Tether the USDT stablecoin is only about 74 percent backed by fiat equivalents as of April 30, says its issuer’s general counsel in an affidavit yesterday.
The company behind USDT, holds about $2.1 billion in cash and short-term securities, wrote its general counsel Stuart Hoegner, who is also general counsel to Bitfinex, a crypto exchange which shares executives and has overlapping owners with Tether.
The two companies are at the heart of allegations by the New York Attorney General, who alleges that Bitfinex borrowed more than $600 million from Tether after losing as much as $850 million to a currency converter.

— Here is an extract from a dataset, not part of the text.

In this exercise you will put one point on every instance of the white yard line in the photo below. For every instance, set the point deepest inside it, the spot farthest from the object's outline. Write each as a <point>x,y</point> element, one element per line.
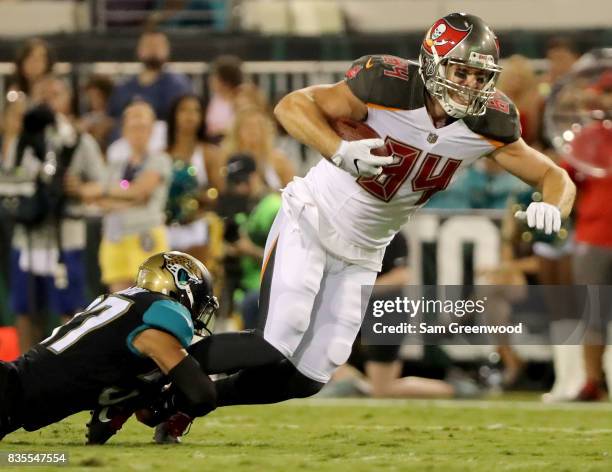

Hoegner filed the affidavit to support an Order to Show Cause to vacate or modify the NYAG’s ex parte order filed last week, and to stay the order, which would compel Bitfinex and Tether to produce certain documents by May 3.
Indeed, under a subheading labeled “Tether Holders Are Not At Risk,” Hoegner confirmed that USDT is no longer backed 100 percent by cash or liquid assets, saying:
“As of the date [April 30] I am signing this affidavit, Tether has cash and cash equivalents (short term securities) on hand totaling approximately $2.1 billion, representing approximately 74 percent of the current outstanding tethers.”
Tether is not fully backed 1:1
Another attorney representing Tether, Zoe Phillips of law firm Morgan Lewis, wrote in a memorandum of law in support of the defendants’ order to show cause that Tether does not need to hold $1 for every USDT issued.
Zoe Phillips wrote:
“According to the Attorney General, the line of credit needed to be frozen because it improperly impairs the reserves Tether would use for redemptions. The Attorney General appears to believe that Tether must hold $1 in cash fiat currency for every dollar of tether. These allegations are wrong on multiple levels.”
She added The terms of Tether and Bitfinex’s credit agreement were:
“negotiated on an arm’s length basis on commercially reasonable terms,”
This means that each of the companies was represented by independent counsel. There has been some doubt cast on this assertion buy some commentators on Crypto Twitter, however there is also some concern that those commentators are being paid to spread false accusations about Tether.
Hoegner echoed Phillips’ claim that the agreements were negotiated independently, while also adding that Tether has noted on its website that its stablecoin is no longer 100 percent backed, citing media reports when the platform changed its stance.
Protection of the virtual currency market
Hoegner wrote in his affidavit that the Bitfinex and Tether lending agreements were made “for the protection of the virtual currency market,”. This is an acknowledgement that the two companies are a significant part of the crypto market.
“Tether, and holders of tether, have a keen interest in ensuring that one of the dominant trading platforms of tethers has sufficient liquidity for normal operations,”
He added that any disruption to Bitfinex’s operations could risk harming Tether as well.